What are the Long-Term Effects of Magic Mushrooms?

Different types of magic mushrooms are found on every continent on earth except Antarctica, and there is evidence that their use by humans is thousands of years old.

None of this use of magic mushrooms in the ancient world automatically eliminates the possibility of negative long-term effects, but its use for at least thousands of years suggests that there is a lot we don’t know about it yet.

We have short-term effects like happiness, bright colors, and other visual effects, as well as potential short-term dangers, usually related to anxiety or panic, and how to handle them successfully. 

Less obvious short-term effects may include increased creativity and empathy and increased neuroplasticity through neuritogenesis.

The long term is difficult to define. A recent study in 2020 that showed the long-term positive effect of psilocybin on mood showed a long-term effect only one month later.

But while it’s interesting, I am probably less worried about what happens a month later. I want to know if magic mushrooms will do anything to show us the way forward.

The problem is that magic mushrooms only became popular in American and Canadian cultures in 1957, with the first reported usage of magic mushrooms in Vancouver in 1965. 

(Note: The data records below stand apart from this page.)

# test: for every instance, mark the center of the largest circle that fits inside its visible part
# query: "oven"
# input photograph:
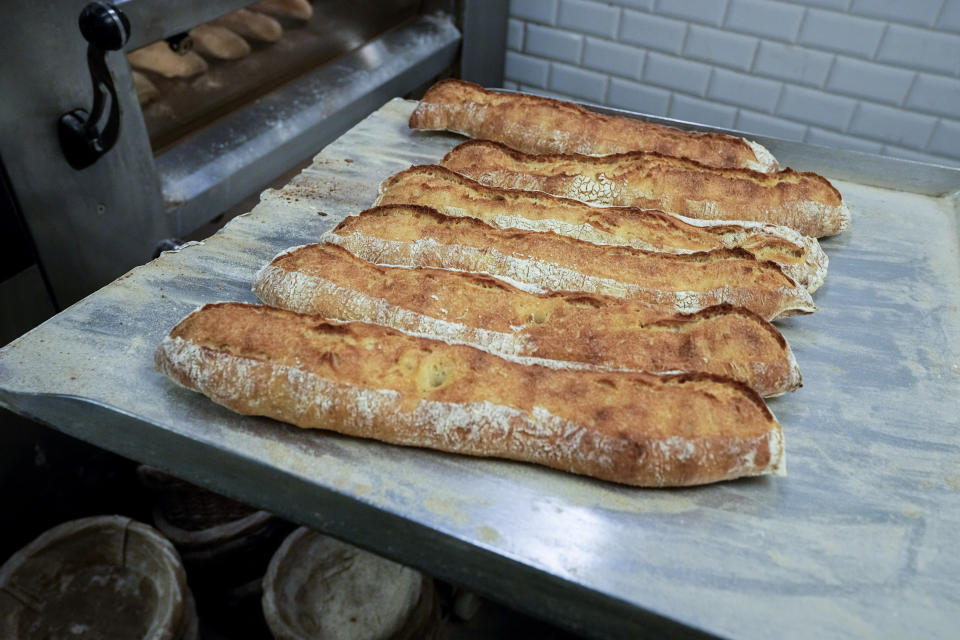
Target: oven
(186, 149)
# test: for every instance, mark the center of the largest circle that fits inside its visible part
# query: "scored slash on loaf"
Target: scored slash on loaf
(805, 202)
(453, 194)
(374, 382)
(416, 236)
(543, 125)
(326, 280)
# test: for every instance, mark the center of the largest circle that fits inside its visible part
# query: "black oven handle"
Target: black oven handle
(106, 28)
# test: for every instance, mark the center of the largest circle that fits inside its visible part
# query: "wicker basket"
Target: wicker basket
(102, 577)
(318, 587)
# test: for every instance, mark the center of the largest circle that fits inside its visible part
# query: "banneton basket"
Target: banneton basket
(206, 527)
(317, 587)
(99, 577)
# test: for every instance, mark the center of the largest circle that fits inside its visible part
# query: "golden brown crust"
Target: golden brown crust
(326, 280)
(408, 235)
(805, 202)
(454, 194)
(543, 125)
(373, 382)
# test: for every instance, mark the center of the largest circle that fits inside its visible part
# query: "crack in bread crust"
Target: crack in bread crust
(414, 236)
(799, 256)
(373, 382)
(563, 329)
(805, 202)
(544, 125)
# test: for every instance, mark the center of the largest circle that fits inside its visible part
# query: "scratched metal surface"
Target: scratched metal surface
(859, 539)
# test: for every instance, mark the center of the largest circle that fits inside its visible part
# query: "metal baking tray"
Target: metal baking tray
(859, 540)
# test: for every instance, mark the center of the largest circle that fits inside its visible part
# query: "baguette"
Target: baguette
(374, 382)
(805, 202)
(146, 90)
(215, 41)
(160, 58)
(297, 9)
(543, 125)
(450, 193)
(326, 280)
(252, 25)
(414, 236)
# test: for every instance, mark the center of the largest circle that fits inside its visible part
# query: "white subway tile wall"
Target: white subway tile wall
(871, 75)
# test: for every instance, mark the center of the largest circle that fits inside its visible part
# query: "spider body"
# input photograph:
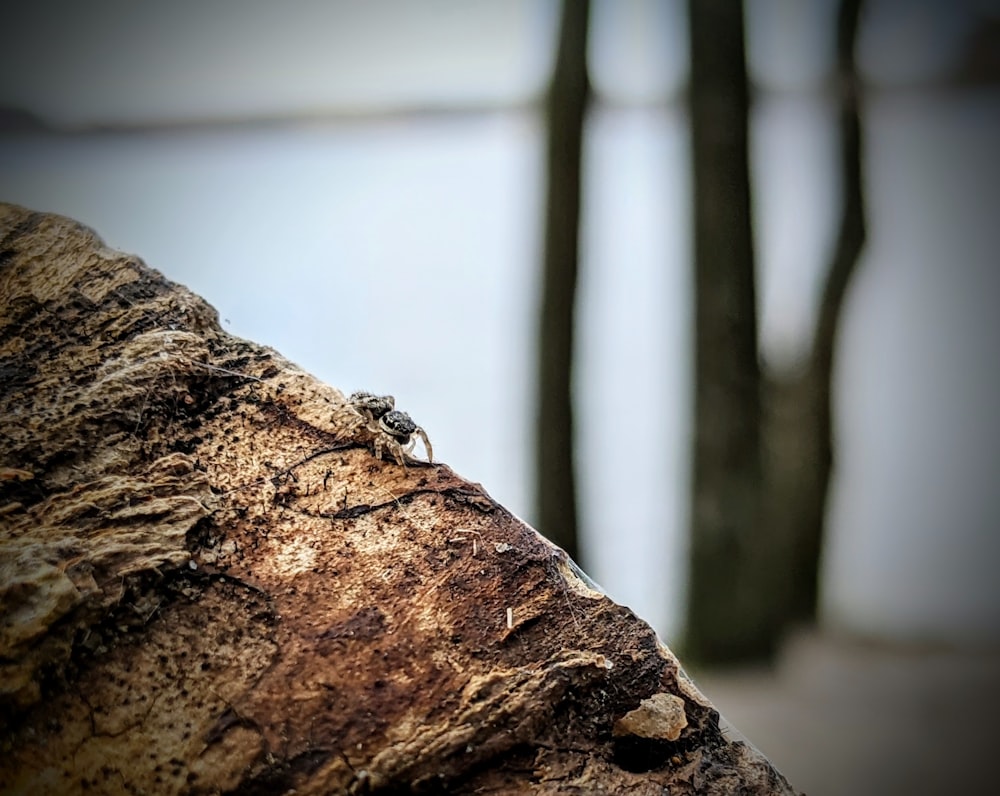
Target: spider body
(394, 431)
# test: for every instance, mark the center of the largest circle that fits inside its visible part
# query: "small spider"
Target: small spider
(394, 431)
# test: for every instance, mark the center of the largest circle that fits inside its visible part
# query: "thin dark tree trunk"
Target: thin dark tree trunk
(817, 390)
(567, 104)
(725, 617)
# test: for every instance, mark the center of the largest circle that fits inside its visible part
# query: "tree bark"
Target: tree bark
(567, 104)
(211, 585)
(728, 618)
(801, 423)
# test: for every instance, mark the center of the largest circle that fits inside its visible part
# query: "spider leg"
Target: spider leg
(397, 451)
(427, 443)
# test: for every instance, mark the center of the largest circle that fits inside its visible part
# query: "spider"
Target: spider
(394, 431)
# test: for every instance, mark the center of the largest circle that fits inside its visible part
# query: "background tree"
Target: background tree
(763, 452)
(568, 98)
(800, 427)
(725, 617)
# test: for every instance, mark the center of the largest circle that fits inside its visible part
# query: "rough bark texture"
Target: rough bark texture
(209, 584)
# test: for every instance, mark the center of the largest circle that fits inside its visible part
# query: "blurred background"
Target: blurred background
(368, 188)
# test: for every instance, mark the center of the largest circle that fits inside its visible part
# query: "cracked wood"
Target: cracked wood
(209, 583)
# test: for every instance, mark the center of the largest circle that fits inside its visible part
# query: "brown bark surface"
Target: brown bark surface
(209, 584)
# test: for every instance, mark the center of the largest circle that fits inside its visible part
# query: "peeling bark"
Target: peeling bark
(209, 584)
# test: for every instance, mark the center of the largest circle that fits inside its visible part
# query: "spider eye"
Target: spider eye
(377, 405)
(398, 424)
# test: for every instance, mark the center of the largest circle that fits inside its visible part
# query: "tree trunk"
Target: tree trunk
(727, 618)
(210, 583)
(567, 106)
(802, 446)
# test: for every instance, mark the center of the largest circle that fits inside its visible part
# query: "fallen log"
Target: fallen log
(210, 582)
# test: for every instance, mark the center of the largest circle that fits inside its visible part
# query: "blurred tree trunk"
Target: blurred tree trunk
(567, 103)
(801, 412)
(210, 584)
(727, 617)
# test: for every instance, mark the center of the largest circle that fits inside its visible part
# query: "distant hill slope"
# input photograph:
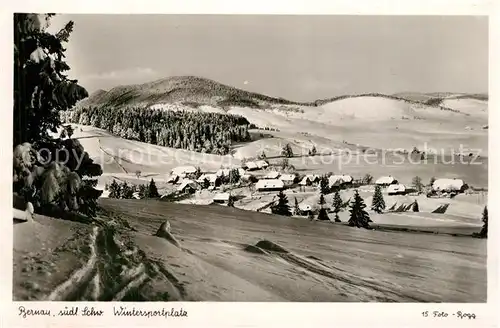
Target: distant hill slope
(197, 91)
(190, 90)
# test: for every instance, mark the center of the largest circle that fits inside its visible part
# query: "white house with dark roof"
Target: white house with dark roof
(448, 185)
(386, 181)
(288, 179)
(269, 185)
(339, 180)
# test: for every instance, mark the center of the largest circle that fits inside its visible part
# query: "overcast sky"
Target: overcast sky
(300, 58)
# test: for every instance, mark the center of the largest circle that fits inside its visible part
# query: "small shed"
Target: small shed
(386, 181)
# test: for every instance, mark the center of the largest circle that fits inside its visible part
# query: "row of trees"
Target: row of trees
(358, 215)
(54, 174)
(197, 131)
(125, 191)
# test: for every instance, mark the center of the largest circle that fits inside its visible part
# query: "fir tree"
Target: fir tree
(287, 151)
(417, 184)
(323, 184)
(378, 203)
(484, 230)
(338, 205)
(126, 191)
(296, 207)
(359, 217)
(152, 191)
(230, 202)
(42, 95)
(323, 214)
(367, 179)
(142, 191)
(415, 206)
(234, 176)
(114, 190)
(282, 208)
(206, 183)
(321, 200)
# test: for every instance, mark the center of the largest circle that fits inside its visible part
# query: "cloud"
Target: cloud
(124, 74)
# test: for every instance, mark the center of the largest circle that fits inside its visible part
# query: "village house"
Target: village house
(288, 179)
(212, 178)
(339, 181)
(269, 185)
(272, 175)
(250, 166)
(187, 186)
(173, 179)
(449, 185)
(396, 189)
(221, 198)
(304, 209)
(309, 180)
(261, 164)
(183, 171)
(386, 181)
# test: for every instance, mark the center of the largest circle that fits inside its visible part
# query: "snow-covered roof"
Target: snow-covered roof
(396, 188)
(262, 163)
(222, 196)
(272, 175)
(210, 176)
(251, 165)
(185, 183)
(339, 178)
(305, 207)
(269, 184)
(448, 184)
(287, 177)
(183, 170)
(385, 180)
(309, 177)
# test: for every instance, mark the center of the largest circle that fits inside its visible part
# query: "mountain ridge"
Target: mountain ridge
(196, 91)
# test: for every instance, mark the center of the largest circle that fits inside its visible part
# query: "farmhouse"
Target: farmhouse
(272, 175)
(183, 170)
(339, 180)
(309, 180)
(262, 164)
(304, 209)
(288, 179)
(396, 189)
(269, 185)
(448, 185)
(386, 181)
(222, 198)
(187, 186)
(213, 179)
(250, 166)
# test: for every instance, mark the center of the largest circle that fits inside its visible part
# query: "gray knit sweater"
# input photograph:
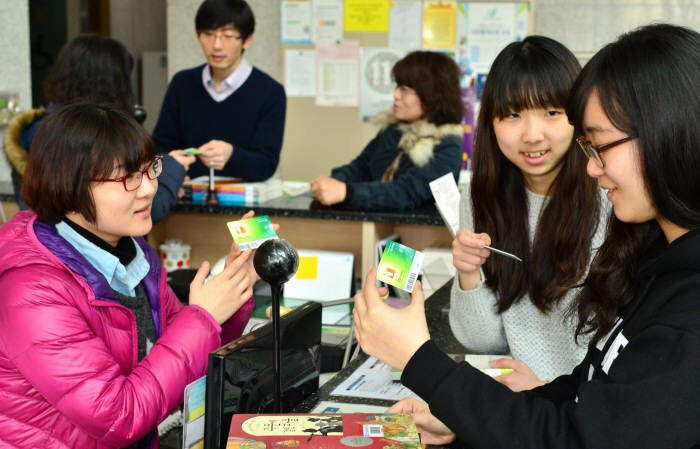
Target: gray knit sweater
(544, 341)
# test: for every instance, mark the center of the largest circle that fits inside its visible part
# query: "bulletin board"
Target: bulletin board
(318, 138)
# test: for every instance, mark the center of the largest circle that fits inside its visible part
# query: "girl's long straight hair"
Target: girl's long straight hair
(648, 85)
(535, 73)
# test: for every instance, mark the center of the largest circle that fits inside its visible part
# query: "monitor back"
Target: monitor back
(240, 377)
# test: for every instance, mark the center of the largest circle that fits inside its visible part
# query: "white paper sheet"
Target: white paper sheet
(405, 25)
(376, 85)
(296, 22)
(343, 407)
(446, 196)
(337, 73)
(300, 73)
(373, 380)
(328, 19)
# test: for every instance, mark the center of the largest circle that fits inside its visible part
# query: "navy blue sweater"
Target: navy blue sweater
(251, 119)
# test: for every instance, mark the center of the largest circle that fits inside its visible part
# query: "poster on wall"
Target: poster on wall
(296, 21)
(405, 24)
(300, 73)
(440, 24)
(376, 84)
(337, 73)
(489, 28)
(366, 16)
(328, 19)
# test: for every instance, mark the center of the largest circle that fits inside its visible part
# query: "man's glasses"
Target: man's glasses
(594, 152)
(132, 181)
(225, 37)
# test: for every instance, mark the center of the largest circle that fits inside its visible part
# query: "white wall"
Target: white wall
(586, 25)
(15, 71)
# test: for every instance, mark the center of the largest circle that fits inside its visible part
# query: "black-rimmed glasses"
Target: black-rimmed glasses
(594, 152)
(132, 181)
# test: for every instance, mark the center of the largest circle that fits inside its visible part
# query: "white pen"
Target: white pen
(503, 253)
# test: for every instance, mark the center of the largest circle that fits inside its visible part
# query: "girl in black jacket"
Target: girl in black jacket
(636, 106)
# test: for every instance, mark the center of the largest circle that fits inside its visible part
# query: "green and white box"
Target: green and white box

However, with the ongoing revival, now you can pretty much shop for mushrooms online at places like shroom kingdom and others.

Anyone looking for a study showing the long-term negative effects of magic mushroom use immediately realizes that there are none.

In the book Drugs Without the Hot Air: Making Sense of Legal and Illegal Drugs, David Nutt (author) named psilocybin the least harmful drug, ten times less than alcohol. 

Authors Terry S. Krebs and Paul Arjun Johansson in their paper, Psychedelics and Mental Health: A Population Study, begins with the following statements.

The classic serotonergic psychedelics LSD, psilocybin, and mescaline are not known to cause brain damage and are not considered addictive. 

Medical studies do not suggest that psychedelics cause long-term mental health problems. Currently, more than thirty million people in the United States have used LSD, psilocybin or mescaline.

Cases of adverse effects are found here and there, but it is very difficult to find a wide range of long-term negative effects that warrant investigation. The most common flashbacks or hallucinogen persisting perception disorders.  

Evidence of long-term damage can still be discovered, but it is almost impossible to find one at this time. However, there are some interesting positive results.

For example, one study suggests that psilocybin can affect personality openness, which is one of the five broad domains of personality, and that the effects of increased openness were stable after one year.

There is a less strong but equally interesting article showing that psilocybin therapy can have a positive effect on the mental health of cancer patients after four years.

A 2013 article in which over twenty-one thousand respondents reported lifetime use of psychedelics. Lifetime use of any psychedelics in such cases did not indicate any increasing rate of mental health outcomes. In many cases, psychedelic use was associated with a lower rate of mental health problems.

The group that used psychedelics in many cases at some point in their life had a lower rate of mental health problems. There is even a survey that shows some success in the use of psilocybin to quit smoking, the results of which have been going on for two years.